While this is greater than the threshold I gave a few weeks ago, where there would be no cherry picked starting point that would give a negative slope to the present, there were sufficient adjustments on the cool side to prevent that from happening.
In the coming days there will be some adjustments to the data before the latest 13 months that Roy Spencer gives on his post, but for now there is one and only one month which, if chosen as the starting point, gives a negative linear slope to January 2016: December 1997 (18.1 years ago), for which the slope is
-0.000002°C/decade
and the R2 is a whopping 4.0e-11.UAH made more adjustments to their version 6.0beta4. It's a good example of the complexity of their model, and of the open parameters they have to play with. Roy Spencer writes:
We determined this is most likely due to a residual mismatch between the MSU channel 2 weighting function altitude on the early satellites versus the AMSU channel 5 weighting function altitude on the later satellites. We already knew AMSU5 peaks lower than MSU2, and had chosen Earth incidence angles in each to get a match based upon theory. But apparently the theory has some error, which we find equates to about 150 meters in altitude. This was enough to cause the issues we see….land too warm at low elevations, too cold for elevated ice surfaces.
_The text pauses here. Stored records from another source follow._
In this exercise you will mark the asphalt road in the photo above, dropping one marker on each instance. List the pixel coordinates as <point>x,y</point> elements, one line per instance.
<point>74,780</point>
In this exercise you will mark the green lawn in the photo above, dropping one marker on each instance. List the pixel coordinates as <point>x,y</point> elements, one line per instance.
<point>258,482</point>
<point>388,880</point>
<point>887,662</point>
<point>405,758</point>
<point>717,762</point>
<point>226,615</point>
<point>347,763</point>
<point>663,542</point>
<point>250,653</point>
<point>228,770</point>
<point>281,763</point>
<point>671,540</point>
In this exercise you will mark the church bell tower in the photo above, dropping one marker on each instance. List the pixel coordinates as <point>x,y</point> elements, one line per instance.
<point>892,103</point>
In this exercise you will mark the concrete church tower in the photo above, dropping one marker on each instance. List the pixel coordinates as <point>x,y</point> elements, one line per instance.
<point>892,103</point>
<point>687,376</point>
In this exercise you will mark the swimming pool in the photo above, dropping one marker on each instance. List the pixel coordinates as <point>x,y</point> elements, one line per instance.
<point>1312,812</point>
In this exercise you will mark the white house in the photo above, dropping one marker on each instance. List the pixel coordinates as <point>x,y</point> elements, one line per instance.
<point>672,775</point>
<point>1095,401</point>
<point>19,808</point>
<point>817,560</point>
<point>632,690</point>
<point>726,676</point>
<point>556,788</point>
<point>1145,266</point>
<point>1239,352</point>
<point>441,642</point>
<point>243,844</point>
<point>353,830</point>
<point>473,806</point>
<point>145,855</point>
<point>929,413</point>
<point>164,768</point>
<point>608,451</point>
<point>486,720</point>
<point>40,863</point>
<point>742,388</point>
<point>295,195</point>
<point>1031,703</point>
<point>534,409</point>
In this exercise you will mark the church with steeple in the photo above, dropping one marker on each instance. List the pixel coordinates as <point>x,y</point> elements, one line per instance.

We therefore changed the AMSU5 reference Earth incidence angle (from 35.0 to 38.3 deg.) so that the trends over Greenland and the Himalayas were in much better agreement with the surrounding areas. We also find that the resulting LT trends over the U.S. and Australia are in better agreement with other sources of data.
The net result is to generally cool the land trends and warm the ocean trends. The global trends have almost no change from beta4; the change mostly affects how the average trend in 2.5 deg. latitude bands is ‘apportioned’ between land and ocean.